Reputation: 7994
I have questions concerning cdh and how it is maintained:
when I go to the packaging info related to a specific cdh version, I can check the package version of each component (for instance for cdh 5.5.5 : https://www.cloudera.com/documentation/enterprise/release-notes/topics/cdh_vd_cdh_package_tarball_55.html#cdh_555 ). However I don't understand what does the "package version" refers to exactly. For instance, for the component Apache Parquet, the "package version" is parquet-1.5.0+cdh5.5.5+181 . How can I find out exactly what source code is packaged ? Does this correspond to a label on a specific repo? If I go to the "official" apache parquet repo, there is no "cdh5.5.5" branch, the closest thing I have is a tag called "1.5.0" ( https://github.com/apache/parquet-mr/tree/parquet-1.5.0 ) . How do the people from cdh know what parquet-1.5.0+cdh5.5.5+181 exactly refers to ?
Still concerning Apache Parquet, how come even the most recent cdh versions are still using the Apache Parquet on tag is 22 May 2014, ie more than 3 years ago. Why don't they upgrade to a newer version, like 1.6.0 ? The reason I'm asking is that there is a bug in 1.5.0 that was fixed more than 3 years ago in parquet 1.6.0, yet the latest cdh version is still using the 1.5.0 version. Is there a reason why they keep using a really old, bugged, version?
thanks !
Upvotes: 0
Views: 46
Reputation: 5957
You are correct in assuming parquet-1.5.0+cdh5.5.5+181 is closest to parquet 1.5.0. However the code will not be identical to parquet 1.5.0 upstream because:
CDH enforces cross component compatibility. Code and applications using parquet-1.5.0 must also work with all the other Hadoop services (HDFS, Hive, Oozie, YARN, Spark, Solr, HBase). Incompatibilities would have to be fixed so parquet's code would include those bug fixes.
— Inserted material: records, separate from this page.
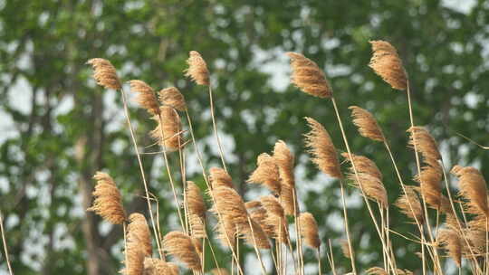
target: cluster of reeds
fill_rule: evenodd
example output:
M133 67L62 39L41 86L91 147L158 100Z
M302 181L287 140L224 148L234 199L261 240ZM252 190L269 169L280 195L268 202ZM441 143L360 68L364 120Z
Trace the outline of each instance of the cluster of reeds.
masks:
M410 128L407 129L408 146L414 150L417 175L413 184L400 175L388 137L375 117L368 110L350 106L352 123L360 135L381 142L391 160L395 175L383 175L375 162L364 156L355 154L350 146L340 116L332 86L323 71L313 61L301 53L288 52L291 59L292 82L305 93L315 96L318 100L331 100L341 136L344 152L332 142L326 128L312 118L305 118L310 131L304 134L304 146L311 155L311 161L329 177L336 179L341 194L345 240L329 240L320 235L314 216L301 209L298 188L294 175L295 156L290 147L278 140L270 152L257 156L256 168L251 173L247 183L261 185L269 194L244 201L236 189L225 166L225 148L221 144L214 113L212 79L206 63L197 52L190 52L186 76L196 84L206 86L213 132L219 149L222 167L206 167L197 146L192 128L191 116L183 94L175 87L156 91L142 81L130 81L129 87L136 93L139 106L145 109L155 121L155 128L149 135L160 146L165 160L165 174L168 178L181 228L168 232L159 224L158 207L151 198L149 184L142 166L138 138L129 118L126 91L111 63L103 59L88 62L93 67L97 83L106 89L120 92L128 128L140 168L145 198L148 204L147 218L138 213L128 213L124 210L122 195L110 175L97 172L93 192L94 202L89 211L94 211L114 224L121 224L124 231L123 274L178 274L185 267L194 274L244 274L240 250L244 245L254 250L262 274L272 272L265 267L264 257L271 259L273 272L279 275L304 274L304 251L310 249L317 256L318 274L337 274L335 258L331 246L340 246L350 265L341 267L350 274L360 274L356 268L357 255L353 243L359 242L349 226L349 211L346 189L352 186L365 203L372 226L377 232L383 265L372 267L367 274L413 274L409 270L421 270L423 274L444 274L445 259L453 260L461 272L462 268L475 274L489 272L489 206L486 184L480 171L475 167L455 166L451 173L458 179L459 193L450 192L450 179L435 138L427 128L414 123L409 80L396 49L388 42L372 41L373 56L369 66L393 89L406 92ZM311 114L312 116L313 114ZM185 117L182 124L180 116ZM191 143L192 147L187 146ZM196 153L204 182L199 185L187 181L186 151ZM348 163L343 169L340 156ZM177 159L179 166L171 167L170 158ZM344 171L346 170L346 171ZM179 175L181 183L175 180ZM396 202L389 202L384 178L395 178L398 182L399 194ZM410 177L410 176L409 176ZM202 187L204 186L204 187ZM332 188L335 188L334 185ZM389 188L394 190L395 188ZM207 205L210 205L207 208ZM414 237L403 236L418 245L421 258L419 267L398 265L396 245L391 242L389 211L395 206L412 222L417 229ZM167 232L166 232L167 231ZM211 233L210 231L213 231ZM327 232L325 232L327 235ZM226 267L219 266L222 259L216 259L216 235L219 243L230 251ZM326 240L327 242L321 242ZM331 244L332 243L332 244ZM156 246L156 247L155 247ZM5 246L6 248L6 246ZM206 251L211 252L210 256ZM168 258L170 256L171 258ZM212 258L213 265L206 266L206 257ZM168 261L172 259L173 261ZM327 260L329 268L321 265ZM290 263L290 264L289 264Z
CDH enforces major version compatibility. This means an application written on CDH5.1 should still work on CDH5.5 and CDH5.7, all CDH5.x versions. This also would alter the codebase.
The best way to interpret this is to say that parquet-1.5.0+cdh5.5.5+181 will support all features provided in parquet 1.5.0 and will also work with the corresponding Hadoop services packaged with CDH5.5.
Version compatibility is also the reason why CDH Hadoop service versions run older versions of the related upstream projects. It's much harder to maintain backwards compatibility especially if APIs change between versions.
Upvotes: 0